F: I think for the both of us, we sort of three away our ego. There’s literally no “I’m right, you’re wrong” moments. We both know that it’s okay to make mistakes, to argue, to disagree, or to have different opinions because true friendship surpasses these.
7. As Malaysians who live in a multi-racial country, can you share with our readers on your thoughts about friendship?
P: Choosing friends should never be influenced by race or religion. I would say, it’s the values you share with another person that leads to a long-lasting friendship.

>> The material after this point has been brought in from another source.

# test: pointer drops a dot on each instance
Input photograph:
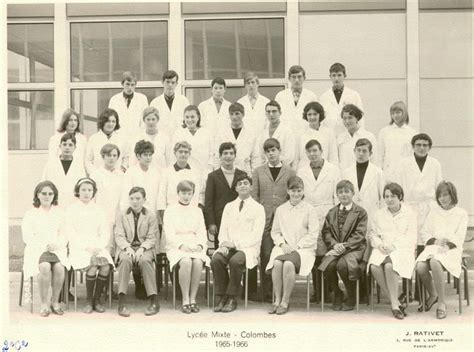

F: I’ve heard so many frustrating stories nowadays on people being racist towards one another. I’ve seen hateful comments from people fighting over who’s religion is better, which state is better – these are the things that disconnect, and will soon tear apart our country one day. I believe all these are caused by our ego. So, if we could just put our egos aside, we would definitely see beauty, not just in friendships, but in any relationships!
8. Any message you would like to share with each other this Friendship Day?
P: Farah, we’re literally over 1,000 km away from each other now. But, it’s always fun whenever we catch up on WhatsApp or in Facebook. It’s crazy how we’ve been friends for over 10 years now, and all it took to spark this friendship was that kitten! Lastly, ‘sayey mung sokmo‘ (Kelantanese for: “Love you always”)!
F: Ah Peng ah, thank you for being there for me – always! Since we couldn’t celebrate your birthday, we should have a mega-celebration during mine.